Space-wise, Bar Haifa is an upgrade from the 28-seat original location – something the team plans to take full advantage of with their Vancouver food and beverage program. Sous Chefs Wayne Pardy (formerly Jam Cafe, Haifa Room Toronto) and Aaron Jude Lobo (previously The Gull Bar & Kitchen, Il Castello), along with Chef Hemi, have been working hard on building a new menu that complements the original Toronto menu. Some of the greatest hits – like Chef Hemi’s low-key famous hummus (which he’s spent over a decade on perfecting, no biggie) and the tasty boneless lamb shoulder – will be making their way to the Bar Haifa menu, while new additions will likely focus on the West Coast’s abundant seafood.
Alex Thornley, of Published, Bar Susu and Como, joins the team as Wine Director, and Cassandra Mosher (formerly Bao Bei, Bacaro, Como Taperia) takes on the role of General Manager. Together, the pair aim to create a drink list with a little bit of everything so that anyone can find something they like on it, but always focusing on small producers. To start out, there will be feature beer taps from 33 Acres, Lebanese wines from Chateau Musar and Mersel, and an ever-changing cocktail menu.
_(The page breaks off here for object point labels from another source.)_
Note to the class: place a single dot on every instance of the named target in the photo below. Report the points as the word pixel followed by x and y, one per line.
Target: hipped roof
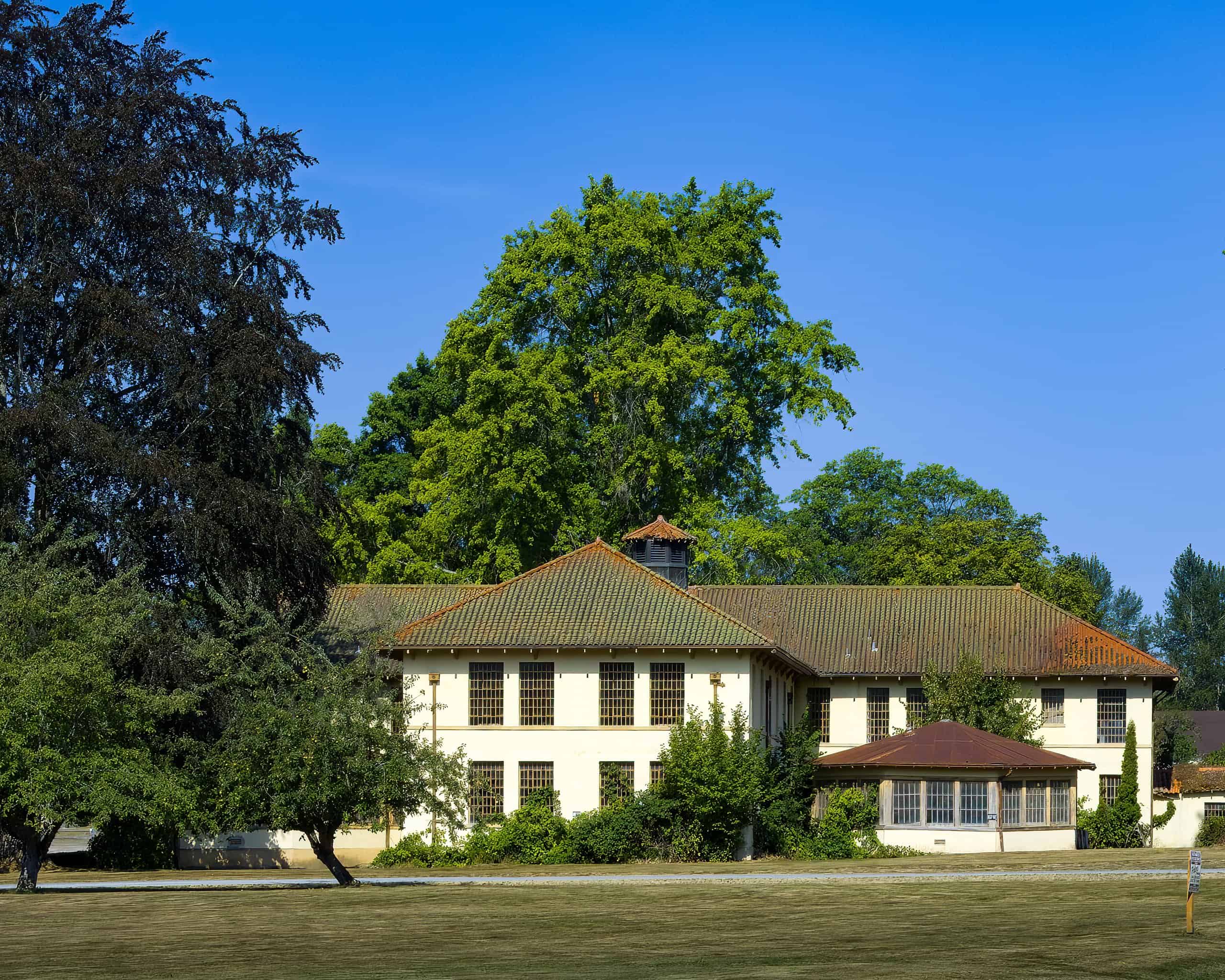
pixel 594 597
pixel 856 630
pixel 951 745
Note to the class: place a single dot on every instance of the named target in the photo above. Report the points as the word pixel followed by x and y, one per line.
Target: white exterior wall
pixel 1077 736
pixel 1189 817
pixel 578 744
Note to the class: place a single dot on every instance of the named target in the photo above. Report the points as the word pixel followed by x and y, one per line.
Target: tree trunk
pixel 322 842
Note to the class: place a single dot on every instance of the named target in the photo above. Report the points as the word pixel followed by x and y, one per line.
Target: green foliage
pixel 990 702
pixel 312 744
pixel 155 388
pixel 626 358
pixel 1175 738
pixel 80 701
pixel 1127 805
pixel 1191 631
pixel 413 850
pixel 533 835
pixel 1212 834
pixel 786 806
pixel 714 775
pixel 867 521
From a press release distributed earlier today:
The restaurant was originally scheduled to open in July of this year, but because of construction delays it was pushed to mid-November, placing the opening in the midst of the tragic conflict in Gaza and Israel.
“At first, words failed us. We’re devastated. We all have family members living in Palestine and Israel,” said Hakim. “As we grapple with the situation, we grieve for all the civilians, our helplessness. For now, our focus is connecting people through shared experience and finding a commonality between people through food.”